After some time in Bridge City he returned to the OCSO. Sheriff James Wade made him chief deputy. This was the first time he would become a chief deputy. Wade drew unwanted attention to the sheriff’s office when he was arrested on drug charges. But, the fall of the administration would not keep this rising star from reaching the top. Tarver left there and went back to the BCPD where he was appointed to the position of police chief.
Tarver remained in Bridge City for more than eight years before going once again to the OCSO. This time he worked with Sheriff Mike White. For the second time in his career he worked as the chief deputy. Tarver retired in 2006 with 30 years of service in law enforcement.
Tarver took a much needed break from his career. He completed his “honey do” list and after six months knew there was something missing. After all, he thought 50 years old was too young to be considered a retiree. So, Tarver decided to go back to his roots in 2006 and become a patrolman at the West Orange Police Department. He could work his shift and then just go home and relax.
“It gave me a real spark,” he said.
For Tarver, being a patrolman was a real “eye opener.” He figured out why he got into the police “business” which was to help people. But, it wasn’t always going to be as simple. With Tarver’s abilities and dedication to the profession, he was promoted and became a detective.

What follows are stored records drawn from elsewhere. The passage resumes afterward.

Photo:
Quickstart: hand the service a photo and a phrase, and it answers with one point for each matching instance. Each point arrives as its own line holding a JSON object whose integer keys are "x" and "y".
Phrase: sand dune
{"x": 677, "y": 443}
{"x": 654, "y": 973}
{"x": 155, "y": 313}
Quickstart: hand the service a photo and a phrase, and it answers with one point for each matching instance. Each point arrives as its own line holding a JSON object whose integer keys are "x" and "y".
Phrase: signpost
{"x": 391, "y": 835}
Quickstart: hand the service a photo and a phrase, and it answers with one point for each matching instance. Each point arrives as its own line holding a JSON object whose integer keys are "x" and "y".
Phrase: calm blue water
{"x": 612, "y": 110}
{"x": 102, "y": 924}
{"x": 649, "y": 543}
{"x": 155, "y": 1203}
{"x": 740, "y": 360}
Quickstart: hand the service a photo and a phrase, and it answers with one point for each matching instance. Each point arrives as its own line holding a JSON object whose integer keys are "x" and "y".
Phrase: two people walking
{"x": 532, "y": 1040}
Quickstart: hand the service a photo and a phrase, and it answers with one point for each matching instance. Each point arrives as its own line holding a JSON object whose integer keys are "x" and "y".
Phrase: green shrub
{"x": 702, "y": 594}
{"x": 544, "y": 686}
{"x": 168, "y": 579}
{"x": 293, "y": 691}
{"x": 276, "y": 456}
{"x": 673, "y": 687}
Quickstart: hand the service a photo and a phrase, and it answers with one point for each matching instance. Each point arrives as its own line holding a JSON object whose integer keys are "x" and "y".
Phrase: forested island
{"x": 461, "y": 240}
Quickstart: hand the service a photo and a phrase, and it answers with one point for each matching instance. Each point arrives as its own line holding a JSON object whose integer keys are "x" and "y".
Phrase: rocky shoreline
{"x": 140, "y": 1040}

“As a patrolman, at the end of the day you go home and you are done,” Tarver said. “When you are a detective, you may go home at the end of the day, but your cases go with you.”
Tarver remained at WOPD for more than nine years before returning to the OCSO one more time. This time he is under Sheriff Keith Merritt.
“I suspect this will be the last time,” he said.
Over the course of his career, Tarver has seen a lot of changes. Mostly it has been the technology. The faculty at the OCSO has changed too over the years as staff members have come and gone. However, Tarver has seen some familiar faces too. Under the White administration, there were 134 employees. There has been a slight growth with now about 145 employees.
“The greatest resource is the employees,” Tarver said.
Tarver refers to the familiar faces as the “experienced ones.” He said he will lean on the experienced persons along with the captains and lieutenants of each division for support as he learns the new system in place.
Tarver began by touring the facilities including the jail. For the most part the administration building is in good shape, but the jail has began to show signs of wear and tear as the structure ages.
“I have not come here to make changes, but to be an enhancer,” Tarver said.
His wife, Dena, supports her husband in his career choices. According to John Tarver, his wife’s only comment was to ask if he was sure. After 25 years of marriage, they share 14 grandchildren.
“She is easy to be married to,” he said with a twinkle in his eye and a warm smile.